Julian Argüelles: Tonadas (Edition Records) ****

Julian Argüelles, a leading figure in UK and European jazz and founder member of the legendary Loose Tubes, is joined by familiar collaborators – pianist Ivo Neame, drummer James Maddren and double-bassist Sam Lasserson – in a lyrical tenor and soprano saxophone excursion into his Spanish lineage. Tonadas simply means “tunes” and those here sing and metamorphose, right from the opening Alalá, with tenor sax shifting in tone and attack over the swirl of Neame’s piano and Maddren’s reflexive drumming, while Alfama sees soprano sax steer a pensive melody through increasingly urgent arpeggios. There’s no mistaking the torrid purpose of the flamenco-inspired Bulerías, as its stalking bass line and stealthy drum taps lead to high-energy forays by Argüelles, Neame and company. In contrast, the beautiful Tonadilla opens amid graceful stillness on bass and piano before Argüelles introduces its wistful melody.

Jim Gilchrist

CLASSICAL

Prokofiev Violin Concerto No 1, Symphony No 3, Chout & Rêves (LPO) ****

For those who recall Alexander Lazarev’s bristling performances of Russian repertoire with the RSNO, the punchiness of this all-Prokofiev double disc with the London Philharmonic Orchestra will come as little surprise. He’s joined by the brilliant Serbian violinist Vadim Repin in the Violin Concerto No 1, in a performance that oozes Russian soul. There is virtuosity and wit, pungency and airy sentimentality, all rolled into one alluring confection.

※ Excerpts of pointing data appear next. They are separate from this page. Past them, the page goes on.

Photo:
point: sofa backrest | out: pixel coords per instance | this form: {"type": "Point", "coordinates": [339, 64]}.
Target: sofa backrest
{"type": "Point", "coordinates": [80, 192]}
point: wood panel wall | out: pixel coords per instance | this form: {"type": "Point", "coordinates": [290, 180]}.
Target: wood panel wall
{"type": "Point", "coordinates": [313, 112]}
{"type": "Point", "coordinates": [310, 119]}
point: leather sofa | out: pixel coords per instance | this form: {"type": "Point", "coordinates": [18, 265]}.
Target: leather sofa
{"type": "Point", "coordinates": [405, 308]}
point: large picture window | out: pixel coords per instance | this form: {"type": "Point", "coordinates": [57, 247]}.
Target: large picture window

The Third Symphony opens with a vicious blast, before embarking on a wholesome journey that is quasi-operatic in the stark contrasts built within its logical symphonic evolution. Most interesting is a performance of the complete 1921 ballet suite Chout in which Simon Callow narrates the strange tale of warring buffoons. The music sparkles with bejewelled absurdities. Callow’s reading is characteristically sardonic.